They were lovers for 20 years without marrying, because the alimony she was collecting from Rose was too sweet to forgo. They finally married in 1974, eight years after Rose died. Rose had been married three more times after splitting with Eleanor, twice to Joyce Mathews.
"Tommy and I were in love," Holm says. "We used to walk the beaches and go to Europe every year. We took a house in Pebble Beach and belonged to the Del Monte Beach Club, where you'd sit around and get a tap on the shoulder and turn around and it would be Dinah Shore saying, 'Listen, do you have a tennis game? You like to play?' Oh, it was fun. I was mad for Tommy."
Their life-style changed drastically in 1981 when Whalen was discovered to have polycythemia, an illness in which an increase in the total red-cell mass causes the blood to thicken until it reaches the consistency of honey. Holm nursed her husband for five years as the hulking man withered to a shadow of his former self. He died in 1986, at age 76.

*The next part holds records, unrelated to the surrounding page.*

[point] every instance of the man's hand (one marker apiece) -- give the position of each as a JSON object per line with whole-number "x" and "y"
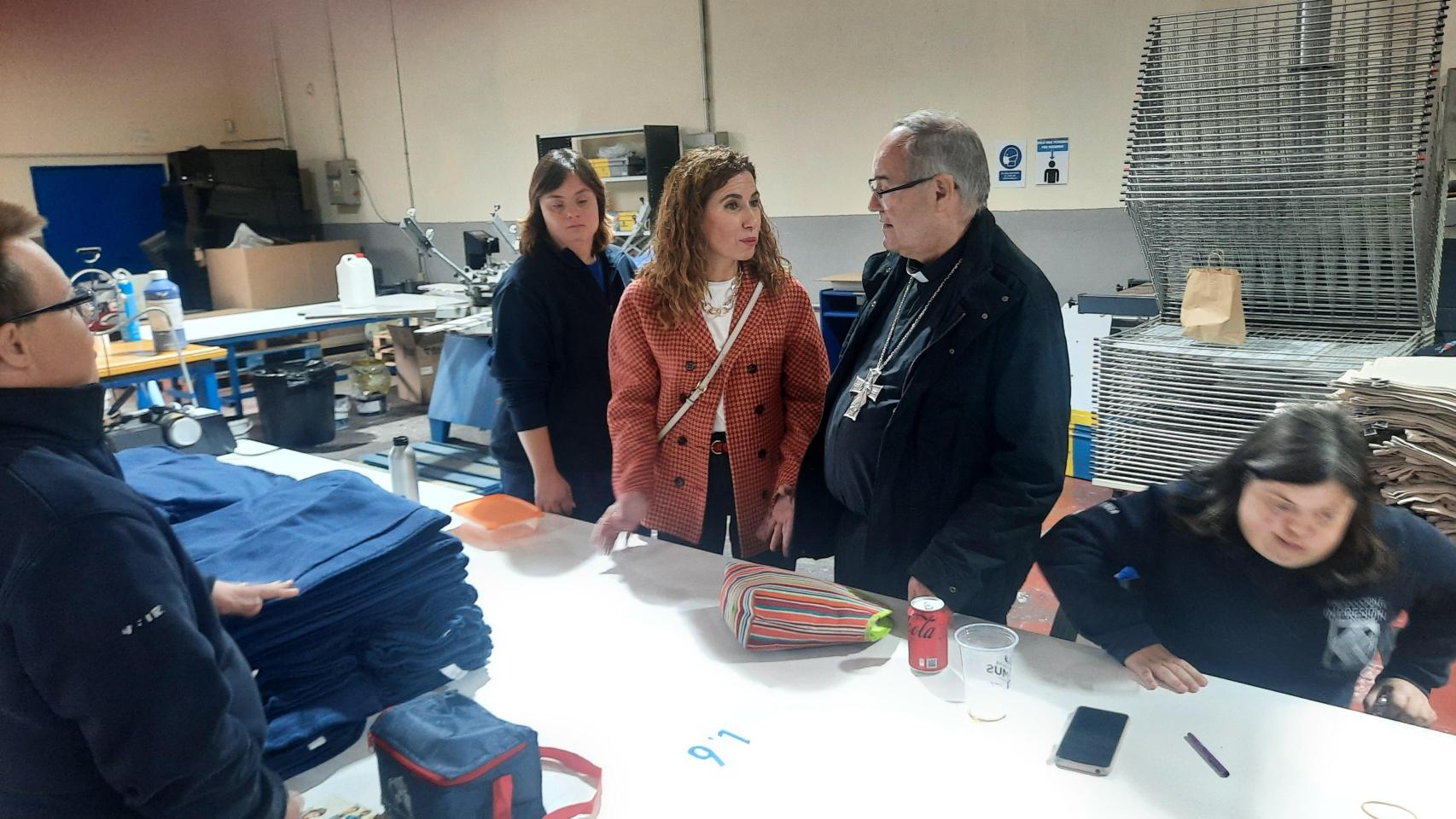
{"x": 919, "y": 590}
{"x": 1400, "y": 700}
{"x": 622, "y": 517}
{"x": 778, "y": 527}
{"x": 1156, "y": 665}
{"x": 554, "y": 493}
{"x": 247, "y": 600}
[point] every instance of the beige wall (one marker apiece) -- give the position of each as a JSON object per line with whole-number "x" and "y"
{"x": 1012, "y": 70}
{"x": 123, "y": 82}
{"x": 807, "y": 88}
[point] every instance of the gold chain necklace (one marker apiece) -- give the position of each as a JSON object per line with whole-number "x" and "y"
{"x": 728, "y": 300}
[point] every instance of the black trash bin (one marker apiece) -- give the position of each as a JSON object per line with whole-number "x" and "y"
{"x": 296, "y": 404}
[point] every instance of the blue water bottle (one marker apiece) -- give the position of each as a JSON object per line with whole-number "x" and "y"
{"x": 166, "y": 330}
{"x": 130, "y": 332}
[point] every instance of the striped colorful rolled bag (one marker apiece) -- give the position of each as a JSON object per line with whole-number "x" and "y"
{"x": 772, "y": 608}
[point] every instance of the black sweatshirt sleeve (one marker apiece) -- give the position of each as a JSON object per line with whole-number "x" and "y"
{"x": 107, "y": 630}
{"x": 1426, "y": 648}
{"x": 1080, "y": 556}
{"x": 523, "y": 363}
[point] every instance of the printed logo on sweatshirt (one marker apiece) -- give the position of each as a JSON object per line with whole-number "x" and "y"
{"x": 156, "y": 612}
{"x": 1354, "y": 631}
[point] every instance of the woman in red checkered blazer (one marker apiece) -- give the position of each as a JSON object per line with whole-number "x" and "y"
{"x": 730, "y": 464}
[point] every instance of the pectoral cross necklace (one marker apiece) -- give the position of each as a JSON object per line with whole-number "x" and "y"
{"x": 866, "y": 387}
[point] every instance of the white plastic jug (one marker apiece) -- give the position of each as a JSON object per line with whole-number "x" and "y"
{"x": 356, "y": 281}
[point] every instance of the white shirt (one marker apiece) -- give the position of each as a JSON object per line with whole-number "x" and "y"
{"x": 719, "y": 326}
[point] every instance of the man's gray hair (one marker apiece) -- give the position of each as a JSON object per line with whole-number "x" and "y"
{"x": 944, "y": 142}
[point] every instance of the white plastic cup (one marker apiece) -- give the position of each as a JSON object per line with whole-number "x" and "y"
{"x": 356, "y": 276}
{"x": 986, "y": 662}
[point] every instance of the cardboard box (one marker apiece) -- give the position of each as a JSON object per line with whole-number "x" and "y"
{"x": 282, "y": 276}
{"x": 416, "y": 358}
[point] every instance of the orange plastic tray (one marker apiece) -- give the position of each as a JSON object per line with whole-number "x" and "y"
{"x": 498, "y": 511}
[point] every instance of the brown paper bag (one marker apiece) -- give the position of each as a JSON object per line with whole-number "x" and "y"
{"x": 1213, "y": 305}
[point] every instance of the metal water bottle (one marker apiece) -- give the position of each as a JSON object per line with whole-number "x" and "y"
{"x": 402, "y": 473}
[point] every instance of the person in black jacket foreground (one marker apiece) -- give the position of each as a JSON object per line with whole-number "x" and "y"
{"x": 121, "y": 695}
{"x": 552, "y": 316}
{"x": 944, "y": 437}
{"x": 1278, "y": 566}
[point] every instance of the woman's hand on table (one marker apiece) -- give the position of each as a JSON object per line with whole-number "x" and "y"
{"x": 622, "y": 517}
{"x": 1402, "y": 701}
{"x": 778, "y": 527}
{"x": 1155, "y": 665}
{"x": 554, "y": 493}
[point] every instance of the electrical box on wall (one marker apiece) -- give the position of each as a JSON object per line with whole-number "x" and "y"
{"x": 344, "y": 181}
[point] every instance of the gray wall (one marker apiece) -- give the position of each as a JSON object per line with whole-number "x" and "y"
{"x": 1079, "y": 251}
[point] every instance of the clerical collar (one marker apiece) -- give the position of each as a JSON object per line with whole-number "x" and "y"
{"x": 934, "y": 271}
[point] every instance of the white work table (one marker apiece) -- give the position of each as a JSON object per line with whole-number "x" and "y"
{"x": 232, "y": 326}
{"x": 230, "y": 329}
{"x": 625, "y": 659}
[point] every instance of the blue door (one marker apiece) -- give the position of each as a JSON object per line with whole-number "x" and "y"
{"x": 114, "y": 206}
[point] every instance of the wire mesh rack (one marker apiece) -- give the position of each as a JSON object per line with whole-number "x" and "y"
{"x": 1296, "y": 140}
{"x": 1167, "y": 404}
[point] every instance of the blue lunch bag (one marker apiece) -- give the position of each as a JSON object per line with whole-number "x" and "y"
{"x": 445, "y": 757}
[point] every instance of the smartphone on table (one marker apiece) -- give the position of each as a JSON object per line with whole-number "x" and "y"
{"x": 1091, "y": 741}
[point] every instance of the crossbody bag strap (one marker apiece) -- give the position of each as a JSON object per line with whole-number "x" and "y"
{"x": 702, "y": 386}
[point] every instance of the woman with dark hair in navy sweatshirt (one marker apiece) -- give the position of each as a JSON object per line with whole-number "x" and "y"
{"x": 552, "y": 316}
{"x": 1276, "y": 566}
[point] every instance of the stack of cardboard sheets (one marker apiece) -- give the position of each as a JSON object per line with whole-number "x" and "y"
{"x": 1410, "y": 408}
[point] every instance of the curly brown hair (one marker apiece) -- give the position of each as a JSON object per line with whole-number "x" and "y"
{"x": 550, "y": 175}
{"x": 676, "y": 276}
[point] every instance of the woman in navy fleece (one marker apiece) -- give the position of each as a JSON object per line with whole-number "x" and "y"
{"x": 1278, "y": 566}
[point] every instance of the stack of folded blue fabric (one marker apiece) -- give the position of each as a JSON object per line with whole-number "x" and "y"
{"x": 383, "y": 612}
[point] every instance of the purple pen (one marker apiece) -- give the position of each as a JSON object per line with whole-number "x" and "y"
{"x": 1208, "y": 755}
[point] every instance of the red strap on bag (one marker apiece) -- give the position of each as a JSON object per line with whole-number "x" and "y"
{"x": 503, "y": 793}
{"x": 583, "y": 769}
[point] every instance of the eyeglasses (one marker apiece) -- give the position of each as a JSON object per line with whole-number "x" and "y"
{"x": 82, "y": 300}
{"x": 880, "y": 194}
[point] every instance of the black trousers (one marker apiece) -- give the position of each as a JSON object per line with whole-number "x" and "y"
{"x": 721, "y": 518}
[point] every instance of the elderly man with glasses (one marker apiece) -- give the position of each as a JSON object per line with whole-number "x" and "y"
{"x": 944, "y": 439}
{"x": 123, "y": 695}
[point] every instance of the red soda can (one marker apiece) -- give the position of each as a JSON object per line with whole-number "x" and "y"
{"x": 929, "y": 635}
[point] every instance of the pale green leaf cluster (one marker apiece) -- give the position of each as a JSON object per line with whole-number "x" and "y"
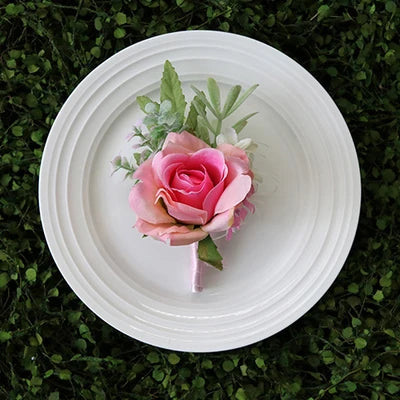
{"x": 212, "y": 103}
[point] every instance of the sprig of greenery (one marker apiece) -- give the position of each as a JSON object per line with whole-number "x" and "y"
{"x": 213, "y": 104}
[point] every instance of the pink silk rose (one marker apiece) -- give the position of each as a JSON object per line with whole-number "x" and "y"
{"x": 188, "y": 189}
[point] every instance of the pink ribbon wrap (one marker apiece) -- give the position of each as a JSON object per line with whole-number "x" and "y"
{"x": 197, "y": 267}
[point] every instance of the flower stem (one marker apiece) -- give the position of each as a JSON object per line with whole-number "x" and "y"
{"x": 219, "y": 125}
{"x": 196, "y": 269}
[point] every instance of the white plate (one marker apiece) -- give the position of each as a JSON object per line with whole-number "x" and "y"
{"x": 279, "y": 264}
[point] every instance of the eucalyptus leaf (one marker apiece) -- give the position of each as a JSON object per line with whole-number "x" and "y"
{"x": 171, "y": 89}
{"x": 208, "y": 252}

Holm still lives in the luxury condo that she shared with Whalen. She manages her own money and is doing well for herself. "I have so many friends who have been left money, and their husbands never taught them anything," says Holm, who went to school to learn bookkeeping after Rose died. "I don't buy anything I don't understand. At my age I want to preserve what I've got. One reason I still have pretty good money is that I sold a lot of diamonds Billy gave me."

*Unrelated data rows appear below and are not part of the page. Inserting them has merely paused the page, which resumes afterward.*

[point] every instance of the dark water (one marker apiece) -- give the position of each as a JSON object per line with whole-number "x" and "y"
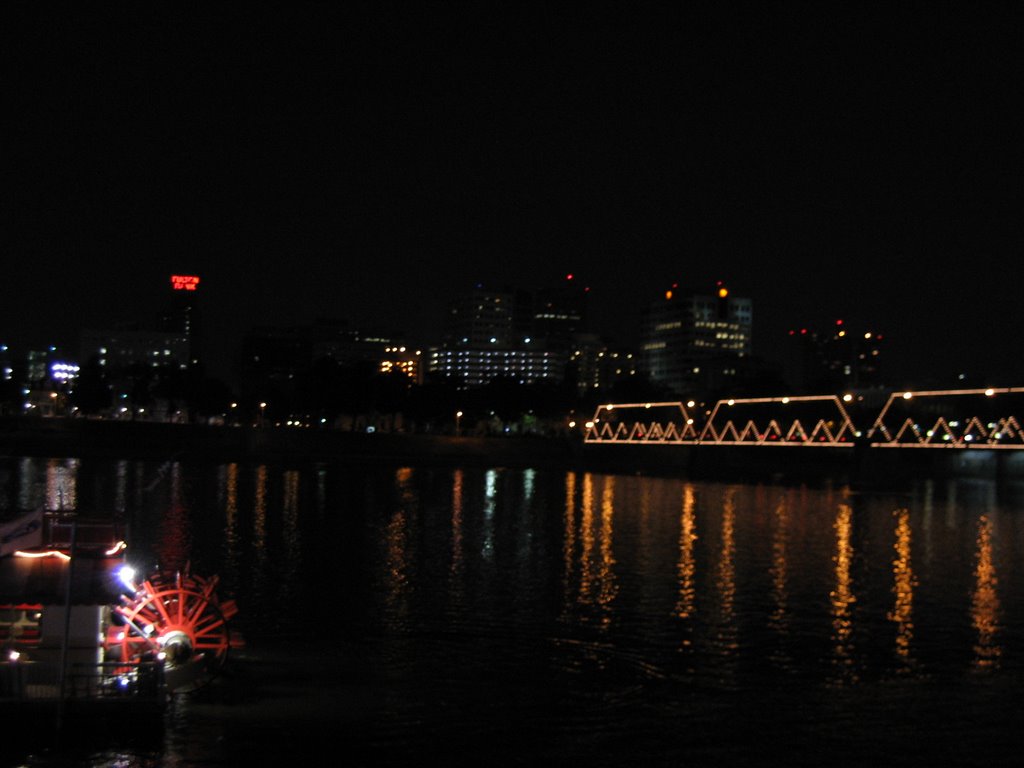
{"x": 470, "y": 616}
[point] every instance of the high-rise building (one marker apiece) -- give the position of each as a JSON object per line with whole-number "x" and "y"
{"x": 511, "y": 333}
{"x": 695, "y": 342}
{"x": 834, "y": 358}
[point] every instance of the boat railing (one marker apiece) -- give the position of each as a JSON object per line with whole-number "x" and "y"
{"x": 137, "y": 681}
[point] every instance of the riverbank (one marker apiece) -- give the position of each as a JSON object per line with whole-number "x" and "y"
{"x": 115, "y": 439}
{"x": 860, "y": 465}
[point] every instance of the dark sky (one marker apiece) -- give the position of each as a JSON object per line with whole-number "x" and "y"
{"x": 372, "y": 161}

Holm drives her new Cadillac around North Miami and surveys her haunts, past and present. She points out the country clubs where she used to play golf and tennis but where she now plays gin and bridge. "I fell—don't laugh—off a treadmill and broke a tiny bone in my shoulder two years ago, so I haven't gone back to golf or tennis," she says, chuckling.
Holm, who made a career out of being beautifully fit long before the advent of aerobics, doesn't like the physical pain that age often brings. "No matter how athletic you've been and how well you've taken care of yourself, there's no substitute for youth," she laments.

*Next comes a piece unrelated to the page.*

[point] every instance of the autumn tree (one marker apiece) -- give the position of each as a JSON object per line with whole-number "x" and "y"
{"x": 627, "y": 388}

She thinks about old friends who are gone now—Buster Crabbe, Weissmuller and, most recently, Sonny Werblin, whose widow, Leah, sang with Phil Harris at the Cocoanut Grove back in the '30s. "I don't know how it's all going to end," Holm says. "I try not to think about it. But I'll tell you one thing: I just don't want any aches or pains. Other than that, I'm perfectly content. I've got a lot of good friends, I have a lot of fun, and I'm laughing: I outlived all those guys who kicked me off the team."